Ultimately, Linkerd significantly improved things from a technology and business standpoint. We had just begun conversations with Barclays and needed to prove we could scale to meet their needs. Linkerd gave us the confidence to adopt a scalable cloud-based infrastructure knowing it would be reliable — any network instability was now handled by Linkerd. This in turn allowed us to agree to a latency and success rate based SLA. Linkerd was the right place in the stack for us to monitor internal SLO’s and track performance of our software stack.

We didn’t want to grow an on-prem infrastructure or refactor our code to deploy retry logic. Linkerd provided the needed metrics to achieve this quickly while aiding us in tracking down platform bottlenecks in a cloud native environment.

The power of cloud native

Looking at the entire stack, cloud native technologies — and CNCF projects, in particular — allowed us to build a cloud-agnostic platform that can scale as we need it whilst keeping a close eye on performance and stability. We’ve tested our platform at load and can perform full disaster recovery in under 15 minutes, recover easily from transitory network issues, and are able to perform root cause analysis of problems quickly and efficiently.

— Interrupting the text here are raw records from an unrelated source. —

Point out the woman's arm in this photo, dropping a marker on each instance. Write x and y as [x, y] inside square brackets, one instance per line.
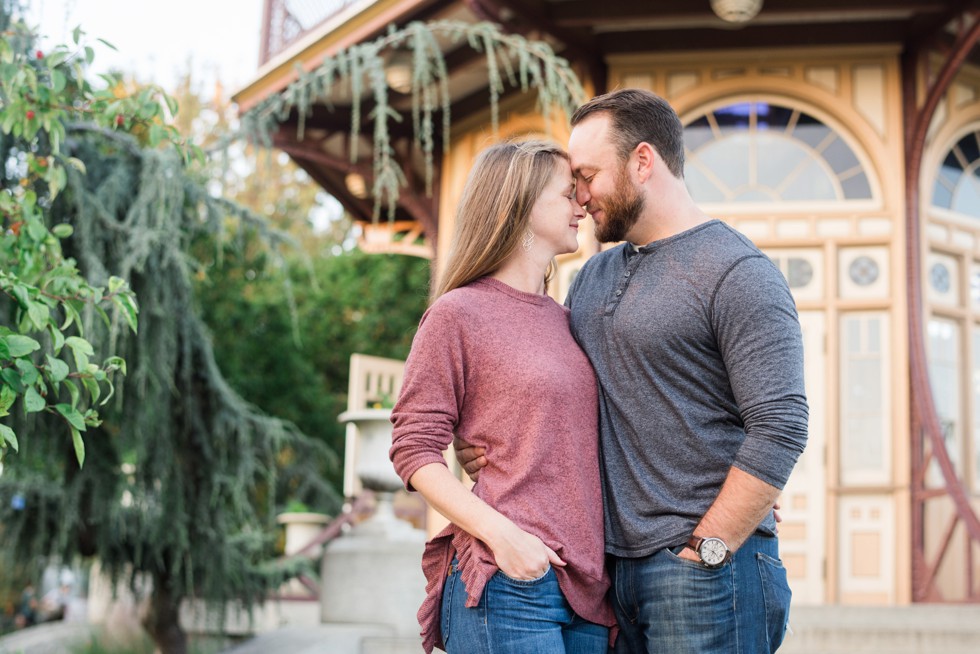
[519, 555]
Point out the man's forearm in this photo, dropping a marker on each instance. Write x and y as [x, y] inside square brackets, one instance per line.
[743, 503]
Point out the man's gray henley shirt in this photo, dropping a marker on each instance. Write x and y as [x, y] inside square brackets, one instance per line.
[696, 343]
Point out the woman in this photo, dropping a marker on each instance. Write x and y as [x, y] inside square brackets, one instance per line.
[520, 569]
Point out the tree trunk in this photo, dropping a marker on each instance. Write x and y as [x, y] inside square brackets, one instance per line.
[162, 618]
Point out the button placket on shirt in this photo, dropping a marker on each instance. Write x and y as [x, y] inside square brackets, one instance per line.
[632, 262]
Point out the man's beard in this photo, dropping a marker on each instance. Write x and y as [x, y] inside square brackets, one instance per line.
[621, 210]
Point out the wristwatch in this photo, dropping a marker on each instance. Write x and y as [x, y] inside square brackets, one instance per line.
[712, 551]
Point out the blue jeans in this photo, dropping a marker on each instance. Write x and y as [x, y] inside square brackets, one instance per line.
[516, 617]
[668, 604]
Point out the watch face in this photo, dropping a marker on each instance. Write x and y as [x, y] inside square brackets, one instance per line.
[713, 551]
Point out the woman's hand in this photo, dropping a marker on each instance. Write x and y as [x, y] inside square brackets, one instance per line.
[521, 555]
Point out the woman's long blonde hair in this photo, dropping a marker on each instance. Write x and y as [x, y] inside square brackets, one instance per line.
[495, 209]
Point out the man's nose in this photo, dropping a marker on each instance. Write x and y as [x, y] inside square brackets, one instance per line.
[582, 195]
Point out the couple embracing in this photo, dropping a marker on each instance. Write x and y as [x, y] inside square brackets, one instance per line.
[629, 445]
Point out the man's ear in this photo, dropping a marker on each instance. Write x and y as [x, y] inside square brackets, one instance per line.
[644, 158]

Ready to shake up UK banking and loyalty programmes

At Bink, we had to rapidly grow and mature our infrastructure to meet banking security, stability and throughput requirements. Cloud native technologies enabled us to confidently support and monitor contractual SLA and internal SLO requirements. This positioned Bink well to capitalise on the retail space opening back up and helping retailers enable payment linked loyalty in partnership with some of the biggest names in UK banking.